Arti penting pembuktian niat jahat
Dampak pada BUMN
Bisnis milik negara (BUMN) tidak luput dari risiko korupsi. Tanpa pembuktian niat jahat, prosedur audit dan pengawasan menjadi kurang efektif, menyebabkan kerugian finansial yang signifikan.
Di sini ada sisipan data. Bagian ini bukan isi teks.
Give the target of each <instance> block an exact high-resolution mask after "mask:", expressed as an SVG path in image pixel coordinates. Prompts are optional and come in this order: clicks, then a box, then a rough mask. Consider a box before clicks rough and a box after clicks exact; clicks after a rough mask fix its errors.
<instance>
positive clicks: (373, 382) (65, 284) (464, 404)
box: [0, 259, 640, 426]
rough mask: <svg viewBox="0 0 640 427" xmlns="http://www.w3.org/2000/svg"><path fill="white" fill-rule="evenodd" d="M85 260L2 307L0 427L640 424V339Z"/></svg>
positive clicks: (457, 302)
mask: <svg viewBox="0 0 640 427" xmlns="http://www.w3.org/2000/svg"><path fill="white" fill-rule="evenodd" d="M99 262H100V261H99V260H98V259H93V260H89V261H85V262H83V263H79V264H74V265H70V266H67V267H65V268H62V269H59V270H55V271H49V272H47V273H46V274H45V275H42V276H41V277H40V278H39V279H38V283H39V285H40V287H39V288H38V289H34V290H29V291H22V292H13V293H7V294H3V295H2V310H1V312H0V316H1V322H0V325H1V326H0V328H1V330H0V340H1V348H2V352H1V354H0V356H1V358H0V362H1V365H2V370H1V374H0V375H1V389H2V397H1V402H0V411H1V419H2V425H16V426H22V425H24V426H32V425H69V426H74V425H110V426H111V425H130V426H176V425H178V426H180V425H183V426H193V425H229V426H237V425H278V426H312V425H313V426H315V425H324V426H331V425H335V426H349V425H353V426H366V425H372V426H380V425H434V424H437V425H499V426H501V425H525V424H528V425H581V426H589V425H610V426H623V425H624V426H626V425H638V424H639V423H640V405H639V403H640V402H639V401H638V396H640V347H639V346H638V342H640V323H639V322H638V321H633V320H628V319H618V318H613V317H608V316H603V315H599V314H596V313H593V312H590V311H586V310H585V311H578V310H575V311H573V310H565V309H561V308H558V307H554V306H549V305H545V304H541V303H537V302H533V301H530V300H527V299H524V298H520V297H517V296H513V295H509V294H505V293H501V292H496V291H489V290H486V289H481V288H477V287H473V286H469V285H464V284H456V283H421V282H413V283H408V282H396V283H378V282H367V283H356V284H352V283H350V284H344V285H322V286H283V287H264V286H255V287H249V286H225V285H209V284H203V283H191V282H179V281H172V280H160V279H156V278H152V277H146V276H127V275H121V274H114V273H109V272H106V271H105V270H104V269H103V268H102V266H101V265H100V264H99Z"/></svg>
Hal ini juga menurunkan kepercayaan investor dan publik terhadap integritas institusi negara.
Tantangan utama yang dihadapi
- Keterbatasan bukti dokumenter yang dapat mengungkap motivasi pelaku.
- Prosedur hukum yang masih mengandalkan saksi mata atau pengakuan pribadi.
- Pengaruh politik yang dapat mempersulit proses investigasi independen.
- Kebutuhan akan regulasi yang lebih tegas dalam mendefinisikan dan menuntut niat jahat.
Rekomendasi untuk perbaikan
- Meningkatkan kemampuan investigatif KPK melalui pelatihan dan teknologi modern.
- Mengembangkan kerangka hukum yang mempermudah penetapan niat jahat sebagai unsur wajib.
- Menjalin kerja sama yang lebih erat antara KPK, auditor internal BUMN, dan lembaga pengawas eksternal.
- Mendorong transparansi dalam proses pengadaan dan kontrak publik.
Dengan menegaskan pentingnya pembuktian niat jahat, eks pimpinan KPK berharap legislasi dan praktik penegakan hukum di Indonesia dapat lebih efektif dalam memberantas korupsi, khususnya pada sektor BUMN yang menjadi motor perekonomian nasional.